Lecomte Elien, Laureys Guy, Verbeke Frederick, Domingo Carrasco Cristina, Van Esbroeck Marjan, Huits Ralph
Department of Neurology, University Hospital of Ghent, Corneel Heymanslaan 10, 9000 Ghent, Belgium.
Department of Clinical Biology, University Hospital of Ghent, Corneel Heymanslaan 10, 9000 Ghent, Belgium.
J Travel Med. 2020 Nov 9;27(7). doi: 10.1093/jtm/taaa172.
Yellow fever (YF) causes high fever, liver dysfunction, renal failure, hypercoagulopathy and platelet dysfunction and can lead to shock and death with a case-fatality ratio of 20-50%. YF vaccination results in long-lasting protective immunity. Serious adverse events (SAEs), such as YF vaccine-associated neurotropic disease (YEL-AND) are rare. We present a case of a 56-year-old Caucasian man with fever, headache, cognitive problems at the emergency department. He received a primary YF vaccination 4 weeks prior to symptom onset. Cerebrospinal fluid tested positive (POS) for YF virus by reverse transcriptase polymerase chain reaction and confirmed diagnosis of YEL-AND. The patient recovered with symptomatic treatment. We reviewed published clinical reports on YEL-AND indexed for MEDLINE. We identified and analyzed 53 case reports. Forty-five patients were male and eight were female. Twenty-nine cases met criteria for definite YEL-AND and twenty-four for suspected YEL-AND according to YF Vaccine Safety Working Group. We applied the Brighton Collaboration diagnostic criteria to assess the diagnostic accuracy of the clinical diagnoses and found meningoencephalitis in 38 reported YEL-AND cases, Guillain Barré Syndrome (GBS) in seven, Acute Disseminated Encephalomyelitis (ADEM) in six and myelitis in five. Thirty-five patients recovered or improved; however, not all cases had a complete follow-up. The prognosis of YEL-AND presenting with GBS, ADEM or myelitis was poor. Fourteen patients received therapy (corticosteroids, intravenous immunoglobulins and/or plasmapheresis). In conclusion, YF vaccine-associated neurotropic disease is a very rare but SAE after YF vaccination. We described a case of YEL-AND and propose a standardized clinical workup of this condition based on a review of the literature. Centralized registration of complications of YF vaccination is encouraged.

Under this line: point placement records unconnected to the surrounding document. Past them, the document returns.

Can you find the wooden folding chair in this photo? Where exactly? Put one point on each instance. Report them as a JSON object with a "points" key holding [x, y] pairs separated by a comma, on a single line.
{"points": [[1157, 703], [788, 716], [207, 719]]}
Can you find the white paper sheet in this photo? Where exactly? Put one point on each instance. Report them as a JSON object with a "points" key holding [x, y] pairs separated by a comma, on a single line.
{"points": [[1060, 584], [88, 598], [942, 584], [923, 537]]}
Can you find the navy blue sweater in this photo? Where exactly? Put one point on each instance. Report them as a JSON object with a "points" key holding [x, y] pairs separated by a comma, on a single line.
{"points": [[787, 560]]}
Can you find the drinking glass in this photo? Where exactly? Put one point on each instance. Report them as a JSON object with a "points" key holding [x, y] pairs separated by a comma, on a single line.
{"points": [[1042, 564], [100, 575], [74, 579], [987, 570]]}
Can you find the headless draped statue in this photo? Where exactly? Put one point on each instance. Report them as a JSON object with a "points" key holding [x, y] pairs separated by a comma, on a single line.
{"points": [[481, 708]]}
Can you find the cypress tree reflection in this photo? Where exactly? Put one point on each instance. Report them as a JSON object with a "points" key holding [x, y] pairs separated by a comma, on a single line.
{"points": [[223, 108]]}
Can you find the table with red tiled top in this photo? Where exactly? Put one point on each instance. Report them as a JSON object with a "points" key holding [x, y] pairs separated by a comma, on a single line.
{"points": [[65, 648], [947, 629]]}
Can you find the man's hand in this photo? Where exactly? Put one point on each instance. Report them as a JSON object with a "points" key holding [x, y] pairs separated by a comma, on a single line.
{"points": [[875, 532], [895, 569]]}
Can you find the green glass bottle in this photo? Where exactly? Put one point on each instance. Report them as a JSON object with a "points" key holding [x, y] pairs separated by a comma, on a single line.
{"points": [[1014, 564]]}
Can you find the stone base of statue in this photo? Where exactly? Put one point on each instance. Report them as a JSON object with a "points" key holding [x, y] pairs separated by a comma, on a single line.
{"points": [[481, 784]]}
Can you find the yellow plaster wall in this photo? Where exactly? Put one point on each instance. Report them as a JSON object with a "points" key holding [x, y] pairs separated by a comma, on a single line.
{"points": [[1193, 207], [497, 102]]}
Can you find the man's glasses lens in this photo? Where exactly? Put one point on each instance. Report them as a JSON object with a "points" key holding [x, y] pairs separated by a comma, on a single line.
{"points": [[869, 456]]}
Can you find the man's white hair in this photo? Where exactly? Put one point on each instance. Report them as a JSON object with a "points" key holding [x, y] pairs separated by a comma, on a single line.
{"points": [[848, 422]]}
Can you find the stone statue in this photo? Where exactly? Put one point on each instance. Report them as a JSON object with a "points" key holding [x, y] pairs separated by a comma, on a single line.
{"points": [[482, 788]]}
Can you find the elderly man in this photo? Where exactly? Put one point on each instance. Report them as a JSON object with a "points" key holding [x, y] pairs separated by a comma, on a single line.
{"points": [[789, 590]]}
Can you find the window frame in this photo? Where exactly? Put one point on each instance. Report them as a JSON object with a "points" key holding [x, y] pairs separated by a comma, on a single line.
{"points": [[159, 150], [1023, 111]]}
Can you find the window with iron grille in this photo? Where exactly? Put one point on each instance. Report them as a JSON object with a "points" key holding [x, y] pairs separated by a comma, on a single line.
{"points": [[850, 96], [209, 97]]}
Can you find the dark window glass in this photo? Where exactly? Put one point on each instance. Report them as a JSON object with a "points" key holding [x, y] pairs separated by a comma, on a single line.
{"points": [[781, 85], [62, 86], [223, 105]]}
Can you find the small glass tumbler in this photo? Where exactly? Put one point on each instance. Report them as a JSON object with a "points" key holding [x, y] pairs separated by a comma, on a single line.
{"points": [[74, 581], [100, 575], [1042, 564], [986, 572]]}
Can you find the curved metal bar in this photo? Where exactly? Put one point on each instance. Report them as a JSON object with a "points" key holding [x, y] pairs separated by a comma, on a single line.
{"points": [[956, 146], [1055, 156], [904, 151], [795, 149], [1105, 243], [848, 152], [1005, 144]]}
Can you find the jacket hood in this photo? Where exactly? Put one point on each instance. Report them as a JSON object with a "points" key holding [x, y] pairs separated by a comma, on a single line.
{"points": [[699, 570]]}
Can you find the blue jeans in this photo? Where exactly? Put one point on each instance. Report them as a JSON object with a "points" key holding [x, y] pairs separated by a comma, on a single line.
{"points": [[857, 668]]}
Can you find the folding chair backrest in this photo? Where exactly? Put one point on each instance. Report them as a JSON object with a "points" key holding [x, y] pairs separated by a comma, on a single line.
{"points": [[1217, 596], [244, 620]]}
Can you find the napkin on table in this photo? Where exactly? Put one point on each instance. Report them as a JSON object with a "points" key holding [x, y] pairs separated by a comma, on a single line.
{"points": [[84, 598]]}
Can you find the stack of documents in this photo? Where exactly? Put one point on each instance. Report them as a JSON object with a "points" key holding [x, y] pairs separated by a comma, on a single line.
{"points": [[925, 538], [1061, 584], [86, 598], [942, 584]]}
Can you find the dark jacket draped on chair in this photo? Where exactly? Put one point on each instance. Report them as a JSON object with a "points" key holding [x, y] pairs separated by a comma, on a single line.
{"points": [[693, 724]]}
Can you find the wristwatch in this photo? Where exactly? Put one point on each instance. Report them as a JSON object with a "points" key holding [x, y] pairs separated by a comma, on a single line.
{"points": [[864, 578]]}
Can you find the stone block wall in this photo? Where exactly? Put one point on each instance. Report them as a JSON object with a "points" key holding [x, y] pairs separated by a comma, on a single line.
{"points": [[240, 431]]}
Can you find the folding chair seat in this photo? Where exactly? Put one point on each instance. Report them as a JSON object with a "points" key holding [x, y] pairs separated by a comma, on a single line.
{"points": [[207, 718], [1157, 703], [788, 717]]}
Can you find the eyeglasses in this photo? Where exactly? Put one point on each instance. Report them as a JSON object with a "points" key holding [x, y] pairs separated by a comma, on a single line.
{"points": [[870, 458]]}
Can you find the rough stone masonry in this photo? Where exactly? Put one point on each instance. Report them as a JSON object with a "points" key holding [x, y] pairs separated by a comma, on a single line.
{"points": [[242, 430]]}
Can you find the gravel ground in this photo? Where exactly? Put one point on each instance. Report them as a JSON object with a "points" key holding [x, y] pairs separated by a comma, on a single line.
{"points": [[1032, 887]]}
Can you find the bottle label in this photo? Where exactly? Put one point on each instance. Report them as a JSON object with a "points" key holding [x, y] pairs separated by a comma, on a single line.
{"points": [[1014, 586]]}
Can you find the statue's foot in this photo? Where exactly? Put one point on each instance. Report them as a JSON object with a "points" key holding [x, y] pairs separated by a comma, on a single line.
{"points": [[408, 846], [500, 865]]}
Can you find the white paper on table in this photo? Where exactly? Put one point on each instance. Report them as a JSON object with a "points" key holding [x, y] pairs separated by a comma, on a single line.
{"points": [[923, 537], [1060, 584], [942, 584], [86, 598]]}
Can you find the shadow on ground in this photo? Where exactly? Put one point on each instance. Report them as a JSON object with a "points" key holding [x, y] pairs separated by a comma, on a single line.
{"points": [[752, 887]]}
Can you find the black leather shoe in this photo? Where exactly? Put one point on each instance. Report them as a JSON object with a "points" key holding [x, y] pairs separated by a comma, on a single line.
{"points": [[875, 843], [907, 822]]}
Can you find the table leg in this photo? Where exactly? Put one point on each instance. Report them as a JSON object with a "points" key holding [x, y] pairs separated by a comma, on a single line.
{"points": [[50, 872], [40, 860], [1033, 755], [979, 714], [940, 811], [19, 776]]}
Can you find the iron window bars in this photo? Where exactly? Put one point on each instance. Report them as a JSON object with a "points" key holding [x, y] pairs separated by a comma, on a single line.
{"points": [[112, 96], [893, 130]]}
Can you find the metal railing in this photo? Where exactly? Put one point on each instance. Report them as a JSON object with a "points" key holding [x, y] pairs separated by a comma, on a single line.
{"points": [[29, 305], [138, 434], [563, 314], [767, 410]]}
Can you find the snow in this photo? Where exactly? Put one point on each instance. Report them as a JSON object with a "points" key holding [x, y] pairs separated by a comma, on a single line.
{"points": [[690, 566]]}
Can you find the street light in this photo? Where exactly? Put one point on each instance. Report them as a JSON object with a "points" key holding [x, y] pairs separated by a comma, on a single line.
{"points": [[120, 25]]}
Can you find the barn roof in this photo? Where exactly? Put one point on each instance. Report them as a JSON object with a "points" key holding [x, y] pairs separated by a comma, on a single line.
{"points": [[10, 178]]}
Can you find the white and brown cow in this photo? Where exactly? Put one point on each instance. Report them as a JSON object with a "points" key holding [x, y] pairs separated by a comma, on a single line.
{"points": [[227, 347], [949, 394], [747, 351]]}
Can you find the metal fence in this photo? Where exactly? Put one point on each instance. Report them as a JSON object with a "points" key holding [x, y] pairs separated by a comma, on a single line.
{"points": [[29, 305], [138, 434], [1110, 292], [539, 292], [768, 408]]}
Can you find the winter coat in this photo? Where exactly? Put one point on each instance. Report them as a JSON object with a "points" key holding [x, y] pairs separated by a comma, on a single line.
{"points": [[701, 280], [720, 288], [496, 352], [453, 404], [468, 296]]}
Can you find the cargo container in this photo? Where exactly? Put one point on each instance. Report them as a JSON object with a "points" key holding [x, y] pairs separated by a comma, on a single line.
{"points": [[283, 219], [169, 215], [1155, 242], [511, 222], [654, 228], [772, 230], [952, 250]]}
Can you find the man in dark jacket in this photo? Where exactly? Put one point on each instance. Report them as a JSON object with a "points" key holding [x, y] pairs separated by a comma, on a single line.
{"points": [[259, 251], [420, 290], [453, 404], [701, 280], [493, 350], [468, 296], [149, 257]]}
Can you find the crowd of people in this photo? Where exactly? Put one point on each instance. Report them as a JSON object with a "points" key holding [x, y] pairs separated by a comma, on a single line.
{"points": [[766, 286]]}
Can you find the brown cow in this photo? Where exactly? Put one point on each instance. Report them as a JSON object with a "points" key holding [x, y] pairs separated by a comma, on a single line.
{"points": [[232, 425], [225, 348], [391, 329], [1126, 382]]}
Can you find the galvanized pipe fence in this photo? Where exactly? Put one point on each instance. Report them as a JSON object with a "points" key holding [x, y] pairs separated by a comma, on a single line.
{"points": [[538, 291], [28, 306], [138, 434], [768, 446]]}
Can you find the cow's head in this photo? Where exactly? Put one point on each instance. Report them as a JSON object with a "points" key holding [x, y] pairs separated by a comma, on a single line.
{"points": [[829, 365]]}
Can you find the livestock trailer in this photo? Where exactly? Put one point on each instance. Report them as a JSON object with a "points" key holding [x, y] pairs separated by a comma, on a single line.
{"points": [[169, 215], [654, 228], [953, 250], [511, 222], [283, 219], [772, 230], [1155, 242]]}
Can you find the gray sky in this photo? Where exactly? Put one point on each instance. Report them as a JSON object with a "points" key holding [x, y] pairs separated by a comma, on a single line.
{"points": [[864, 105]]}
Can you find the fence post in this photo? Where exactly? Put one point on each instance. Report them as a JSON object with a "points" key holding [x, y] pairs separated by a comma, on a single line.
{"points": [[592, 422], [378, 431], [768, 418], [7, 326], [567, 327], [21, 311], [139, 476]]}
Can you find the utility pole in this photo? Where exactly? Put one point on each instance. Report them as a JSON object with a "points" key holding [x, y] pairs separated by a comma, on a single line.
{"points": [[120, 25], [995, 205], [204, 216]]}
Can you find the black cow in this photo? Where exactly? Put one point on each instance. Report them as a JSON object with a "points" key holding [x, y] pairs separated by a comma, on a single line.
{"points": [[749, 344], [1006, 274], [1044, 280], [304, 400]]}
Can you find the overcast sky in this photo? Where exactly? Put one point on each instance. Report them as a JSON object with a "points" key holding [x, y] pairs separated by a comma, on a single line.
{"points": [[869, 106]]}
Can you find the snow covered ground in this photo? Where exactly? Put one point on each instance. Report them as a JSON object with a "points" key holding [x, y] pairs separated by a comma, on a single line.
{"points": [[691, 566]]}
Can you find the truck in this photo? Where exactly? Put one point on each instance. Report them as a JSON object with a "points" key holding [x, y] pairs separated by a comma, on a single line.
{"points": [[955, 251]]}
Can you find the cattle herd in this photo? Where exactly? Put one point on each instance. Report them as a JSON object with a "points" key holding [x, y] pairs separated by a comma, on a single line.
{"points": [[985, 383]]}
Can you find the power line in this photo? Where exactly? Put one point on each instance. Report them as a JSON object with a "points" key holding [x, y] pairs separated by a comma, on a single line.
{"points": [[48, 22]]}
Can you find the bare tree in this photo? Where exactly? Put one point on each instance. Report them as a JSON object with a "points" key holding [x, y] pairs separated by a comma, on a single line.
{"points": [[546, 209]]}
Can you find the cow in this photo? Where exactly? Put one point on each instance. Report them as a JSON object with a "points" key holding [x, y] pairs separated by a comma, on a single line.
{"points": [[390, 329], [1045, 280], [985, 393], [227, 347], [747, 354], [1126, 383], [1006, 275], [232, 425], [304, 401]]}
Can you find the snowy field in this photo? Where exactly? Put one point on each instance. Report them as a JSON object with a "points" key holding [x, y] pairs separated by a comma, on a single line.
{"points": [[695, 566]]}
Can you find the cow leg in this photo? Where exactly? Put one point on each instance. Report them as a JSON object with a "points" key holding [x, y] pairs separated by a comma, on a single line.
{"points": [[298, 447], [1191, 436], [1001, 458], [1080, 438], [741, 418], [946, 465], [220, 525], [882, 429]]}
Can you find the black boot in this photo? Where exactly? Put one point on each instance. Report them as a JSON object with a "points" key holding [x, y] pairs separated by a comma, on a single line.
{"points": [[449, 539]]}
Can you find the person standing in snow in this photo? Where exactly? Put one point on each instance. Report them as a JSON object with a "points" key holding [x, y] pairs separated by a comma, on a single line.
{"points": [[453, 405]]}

黄热病(YF)可导致高热、肝功能障碍、肾衰竭、高凝状态和血小板功能障碍,并可导致休克和死亡,病死率为20%-50%。黄热病疫苗接种可产生持久的保护性免疫。严重不良事件(SAE),如黄热病疫苗相关神经病变(YEL-AND)很少见。我们报告一例56岁的白种男性病例,该患者在急诊科出现发热、头痛和认知问题。他在症状出现前4周接受了黄热病初次疫苗接种。脑脊液经逆转录聚合酶链反应检测黄热病病毒呈阳性(POS),确诊为YEL-AND。患者经对症治疗后康复。我们查阅了MEDLINE索引的关于YEL-AND的已发表临床报告。我们识别并分析了53例病例报告。45例为男性,8例为女性。根据黄热病疫苗安全工作组的标准,29例符合确诊YEL-AND标准,24例为疑似YEL-AND。我们应用布莱顿协作组诊断标准评估临床诊断的准确性,发现38例报告的YEL-AND病例为脑膜脑炎,7例为吉兰-巴雷综合征(GBS),6例为急性播散性脑脊髓炎(ADEM),5例为脊髓炎。35例患者康复或病情改善;然而,并非所有病例都有完整的随访。以GBS、ADEM或脊髓炎表现的YEL-AND预后较差。14例患者接受了治疗(使用皮质类固醇、静脉注射免疫球蛋白和/或血浆置换)。总之,黄热病疫苗相关神经病变是黄热病疫苗接种后一种非常罕见但严重的不良事件。我们报告了一例YEL-AND病例,并基于文献综述提出了针对这种情况的标准化临床检查方法。鼓励对黄热病疫苗接种并发症进行集中登记。